Rocky 60. Who'd a thunk it? The big lug just doesn't know when to stay down. Last seen some 15 years ago, broke but not quite broken, Rocky reemerges here as a celebrity restauranteur in the old neighbourhood. He's living off old glories, the walls of his place lined with mementos from yesteryear. The customers come to hear his war stories and get a picture with the champ. He's happy to oblige.
Adrian has passed away, but Paulie (Burt Young) is still kicking, even if he's had up to here with his brother's sentimental streak. Rocky Jr. (Milo Ventimiglia) keeps his distance. His old man casts too long a shadow.
So Rocky is feeling blue: nobody wants to be yesterday's man. He meets a woman from the neighbourhood. Marie (Geraldine Hughes) was just a kid way back when, but now she has a grown son, a broken porch light, and a job tending bar for junkies and prostitutes. Rock takes a shine to her, fixes the light situation, tries to fix the rest.
Meanwhile ESPN run a gimmicky computer-simulated bout, a hypothetical face off between Rocky in his prime and the current reigning heavyweight champion, Mason "The Line" Dixon (Antonio Tarver). Rocky knows it's crazy, but Dixon's handlers reckon there might be money in an exhibition match, and maybe some good PR. The harder Rocky thinks about it, the harder it becomes to say No.
Okay, so it's a crazy idea, and admitting that it's a crazy idea doesn't change that. And it doesn't make much sense that such a blatantly one-sided set up would constitute good publicity for a champion who is being roasted for picking off inadequate contenders. And no, I can't imagine Rocky's heartfelt plea to the medical board to let him do his job would cut much ice in the real world.
But anyone who has grown up with the Rocky movies is going to be pulling for the Stallion. And to be fair, Stallone looks to be in pretty good shape, so what if he has calcium deposits on his joints and can't take a punch? He's got a heart like a whale and nothing to lose but his dignity, and his life, and then brain damage is a very real possibility.

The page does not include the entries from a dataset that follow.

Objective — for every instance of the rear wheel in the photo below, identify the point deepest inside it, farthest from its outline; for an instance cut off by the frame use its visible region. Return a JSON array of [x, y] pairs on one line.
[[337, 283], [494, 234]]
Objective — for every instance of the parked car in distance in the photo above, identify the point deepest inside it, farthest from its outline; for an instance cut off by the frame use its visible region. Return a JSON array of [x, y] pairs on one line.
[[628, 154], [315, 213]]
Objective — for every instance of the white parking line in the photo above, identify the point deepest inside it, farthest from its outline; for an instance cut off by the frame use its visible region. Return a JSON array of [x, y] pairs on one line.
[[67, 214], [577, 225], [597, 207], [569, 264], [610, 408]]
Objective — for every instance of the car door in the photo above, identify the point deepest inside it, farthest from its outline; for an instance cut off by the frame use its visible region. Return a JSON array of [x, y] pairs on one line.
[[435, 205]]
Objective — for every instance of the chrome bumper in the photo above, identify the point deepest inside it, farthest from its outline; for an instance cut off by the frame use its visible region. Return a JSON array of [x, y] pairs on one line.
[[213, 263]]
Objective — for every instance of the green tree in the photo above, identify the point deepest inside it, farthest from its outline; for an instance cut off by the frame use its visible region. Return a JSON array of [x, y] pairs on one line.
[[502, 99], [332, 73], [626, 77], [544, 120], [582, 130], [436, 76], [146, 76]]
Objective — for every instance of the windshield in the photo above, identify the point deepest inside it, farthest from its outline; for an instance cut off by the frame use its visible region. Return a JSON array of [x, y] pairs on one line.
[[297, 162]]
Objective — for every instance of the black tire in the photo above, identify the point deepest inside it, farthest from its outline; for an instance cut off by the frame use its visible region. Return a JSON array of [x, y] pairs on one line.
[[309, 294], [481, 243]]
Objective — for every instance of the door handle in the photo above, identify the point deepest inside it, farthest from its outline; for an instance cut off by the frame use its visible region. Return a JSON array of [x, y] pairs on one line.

Let's face it: no fight, no movie. That's all there is to it. But this Rocky movie isn't really about boxing. It's about Stallone looking to reclaim the best part of himself and find some self respect after all this time. And this he does. Because Rocky's machismo is wrapped up in gallantry, pride, passion, and the poetry of giving it your best shot - even if you'll always be more of a chump than a champ.
For some strange reason - and let's call it a coincidence - there is no shortage of old folk's films around like now; two from Clint Eastwood, Altman's Prairie Home Companion, Judi Dench in Notes on a Scandal, Helen Mirren in The Queen, Peter O'Toole in Venus. Steeped in regret for time passing, Rocky Balboa is as honest and affecting as any of them.